A scatterplot of the MELD-Na and EuroSCORE values of the cohort
segregated into survivors and non-survivors were shown in Figure 1 to
facilitate visual comparison. The diagnostic accuracy of MELD-Na was
compared with EuroSCORE using area under the receiver operating
characteristic (ROC) curves. For MELD-Na score, the AUC was an
impressive 0.992 [95% CI 0.925-1.000], indicating high diagnostic
accuracy. The Youden Index was 0.982 at a cut-off of 13. For EuroSCORE,
the AUC was 0.611 [95% CI 0.477-0.733], indicating low diagnostic
accuracy.
Risk-adjusted association of MELD-Na with operative
mortality and major
morbidities
A hierarchical logistic regression model incorporating MELD-Na was
constructed with the logistic EuroSCORE as the base model. EuroSCORE
alone is weakly associated with operative mortality with an odds ratio
of 1.135 [95% CI 1.016 – 1.268] (p = 0.025). After adjustment for
baseline EuroSCORE, the regression model demonstrated continued
associations between MELD-Na and operative mortality and morbidities
(Table 6). Of note, each point of MELD-Na score increase was associated
with 1.405 times increase in the odds of operative mortality (p =
0.015).
The regression analysis was repeated by incorporating individual
components of the MELD-Na score, including bilirubin, sodium, and
albumin. All three biochemical parameters were significantly associated
with operative mortality (Table 7). Creatinine was excluded because it
already is a component of the logistic EuroSCORE.
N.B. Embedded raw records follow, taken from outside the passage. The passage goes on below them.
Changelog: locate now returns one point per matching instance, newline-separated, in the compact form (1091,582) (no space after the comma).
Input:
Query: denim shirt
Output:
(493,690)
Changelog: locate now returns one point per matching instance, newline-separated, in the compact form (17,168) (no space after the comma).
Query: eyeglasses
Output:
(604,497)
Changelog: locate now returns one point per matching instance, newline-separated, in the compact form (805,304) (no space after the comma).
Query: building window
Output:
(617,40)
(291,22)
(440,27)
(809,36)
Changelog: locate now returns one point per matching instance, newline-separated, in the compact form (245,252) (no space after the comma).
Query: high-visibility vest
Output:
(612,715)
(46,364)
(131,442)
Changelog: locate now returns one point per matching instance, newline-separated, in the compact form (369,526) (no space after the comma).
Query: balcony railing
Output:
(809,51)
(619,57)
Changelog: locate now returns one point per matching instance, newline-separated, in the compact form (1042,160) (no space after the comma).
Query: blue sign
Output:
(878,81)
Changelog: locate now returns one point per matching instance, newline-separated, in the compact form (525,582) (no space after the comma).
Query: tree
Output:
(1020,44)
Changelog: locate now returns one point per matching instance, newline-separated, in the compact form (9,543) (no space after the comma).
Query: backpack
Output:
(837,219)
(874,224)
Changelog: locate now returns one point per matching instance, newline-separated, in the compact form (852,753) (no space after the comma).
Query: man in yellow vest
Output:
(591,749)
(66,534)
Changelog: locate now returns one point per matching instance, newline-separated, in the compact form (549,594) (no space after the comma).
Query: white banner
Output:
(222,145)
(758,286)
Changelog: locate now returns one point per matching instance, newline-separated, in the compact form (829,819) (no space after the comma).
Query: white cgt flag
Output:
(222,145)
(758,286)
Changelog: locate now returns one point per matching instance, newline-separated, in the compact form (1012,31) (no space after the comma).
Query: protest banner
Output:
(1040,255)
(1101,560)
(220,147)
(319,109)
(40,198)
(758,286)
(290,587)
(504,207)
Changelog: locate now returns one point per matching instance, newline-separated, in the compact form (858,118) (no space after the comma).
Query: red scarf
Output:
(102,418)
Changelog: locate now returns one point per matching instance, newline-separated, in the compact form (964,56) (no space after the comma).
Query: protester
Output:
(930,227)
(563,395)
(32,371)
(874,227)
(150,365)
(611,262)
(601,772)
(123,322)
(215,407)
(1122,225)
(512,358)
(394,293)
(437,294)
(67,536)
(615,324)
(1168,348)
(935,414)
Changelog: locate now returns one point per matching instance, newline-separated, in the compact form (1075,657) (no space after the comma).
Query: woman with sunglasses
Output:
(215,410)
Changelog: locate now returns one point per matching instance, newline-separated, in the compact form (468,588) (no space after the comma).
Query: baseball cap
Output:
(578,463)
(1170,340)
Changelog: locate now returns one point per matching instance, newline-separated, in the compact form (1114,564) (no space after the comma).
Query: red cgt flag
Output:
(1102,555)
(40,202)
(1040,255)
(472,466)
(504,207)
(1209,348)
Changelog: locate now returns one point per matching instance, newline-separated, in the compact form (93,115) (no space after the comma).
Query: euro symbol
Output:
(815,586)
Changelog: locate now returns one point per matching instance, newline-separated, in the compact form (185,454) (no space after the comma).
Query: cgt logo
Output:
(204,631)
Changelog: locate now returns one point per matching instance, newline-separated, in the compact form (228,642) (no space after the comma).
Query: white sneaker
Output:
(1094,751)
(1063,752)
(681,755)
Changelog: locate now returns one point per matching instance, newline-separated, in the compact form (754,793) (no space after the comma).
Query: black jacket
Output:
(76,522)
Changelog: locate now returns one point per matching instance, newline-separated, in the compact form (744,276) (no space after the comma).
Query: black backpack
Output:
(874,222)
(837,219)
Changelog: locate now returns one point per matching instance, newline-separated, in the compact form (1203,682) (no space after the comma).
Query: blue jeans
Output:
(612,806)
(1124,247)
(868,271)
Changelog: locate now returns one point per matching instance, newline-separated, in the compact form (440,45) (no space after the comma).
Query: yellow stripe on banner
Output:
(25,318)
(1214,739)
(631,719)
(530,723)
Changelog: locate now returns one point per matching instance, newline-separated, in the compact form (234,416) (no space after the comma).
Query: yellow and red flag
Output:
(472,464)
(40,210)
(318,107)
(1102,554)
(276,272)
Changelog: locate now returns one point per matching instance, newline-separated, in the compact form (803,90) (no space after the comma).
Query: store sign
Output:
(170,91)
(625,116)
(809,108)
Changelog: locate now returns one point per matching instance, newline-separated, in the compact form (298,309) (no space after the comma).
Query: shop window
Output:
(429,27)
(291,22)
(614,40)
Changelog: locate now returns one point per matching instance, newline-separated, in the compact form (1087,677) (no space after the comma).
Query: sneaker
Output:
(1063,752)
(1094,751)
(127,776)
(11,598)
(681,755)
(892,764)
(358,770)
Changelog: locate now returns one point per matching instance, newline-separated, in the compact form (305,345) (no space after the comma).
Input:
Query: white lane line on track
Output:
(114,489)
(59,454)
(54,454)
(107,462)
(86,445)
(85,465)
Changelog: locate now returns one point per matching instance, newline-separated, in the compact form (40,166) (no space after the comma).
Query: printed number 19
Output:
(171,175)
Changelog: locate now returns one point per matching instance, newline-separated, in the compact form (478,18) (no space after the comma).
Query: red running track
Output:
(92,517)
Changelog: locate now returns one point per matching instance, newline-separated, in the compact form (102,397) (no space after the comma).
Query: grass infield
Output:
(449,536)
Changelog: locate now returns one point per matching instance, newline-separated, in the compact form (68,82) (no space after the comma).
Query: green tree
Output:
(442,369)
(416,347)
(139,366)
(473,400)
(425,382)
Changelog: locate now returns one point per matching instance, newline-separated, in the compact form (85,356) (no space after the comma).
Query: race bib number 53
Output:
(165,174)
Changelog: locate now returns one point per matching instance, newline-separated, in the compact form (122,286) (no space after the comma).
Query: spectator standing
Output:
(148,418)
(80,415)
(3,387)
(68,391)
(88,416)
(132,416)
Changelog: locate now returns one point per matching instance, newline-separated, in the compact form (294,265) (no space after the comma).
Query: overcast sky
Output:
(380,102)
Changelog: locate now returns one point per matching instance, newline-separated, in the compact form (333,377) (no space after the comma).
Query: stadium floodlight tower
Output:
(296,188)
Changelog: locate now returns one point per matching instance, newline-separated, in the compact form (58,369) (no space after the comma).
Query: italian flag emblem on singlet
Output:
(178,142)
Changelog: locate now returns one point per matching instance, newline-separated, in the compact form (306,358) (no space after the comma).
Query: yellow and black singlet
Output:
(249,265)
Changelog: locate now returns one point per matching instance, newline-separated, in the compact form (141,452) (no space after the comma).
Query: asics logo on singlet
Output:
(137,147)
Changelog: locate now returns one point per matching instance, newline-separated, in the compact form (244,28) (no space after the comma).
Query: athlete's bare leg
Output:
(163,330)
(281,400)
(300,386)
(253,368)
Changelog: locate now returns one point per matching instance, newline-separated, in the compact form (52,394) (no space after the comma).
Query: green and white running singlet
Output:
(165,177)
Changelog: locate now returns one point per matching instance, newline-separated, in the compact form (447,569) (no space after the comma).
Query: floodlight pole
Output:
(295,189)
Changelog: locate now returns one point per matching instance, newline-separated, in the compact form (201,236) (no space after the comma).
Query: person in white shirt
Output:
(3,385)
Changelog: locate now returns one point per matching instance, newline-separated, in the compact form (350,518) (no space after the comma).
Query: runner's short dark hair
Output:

Long-term survival and cardiac events
Using the Kaplan-Meier method, the 5-year overall and event-free
survival was 78.6% and 72.1% respectively (figure 2 panel A and B).
12.7% of patients had at least one subsequent hospitalization for
congestive heart failure. There were two incidences of late prosthetic
valve endocarditis and one patient died from septic shock. One patient
suffered from structural valve degeneration of the bioprosthetic aortic
valve requiring reoperation.
A total of 20 major bleeding events occurred over 424 person-years of
follow-up. The unadjusted rate of bleeding with warfarin was 4.72% per
person-year. The most common source of bleeding was from the
gastrointestinal tract accounting for half of all bleeding events.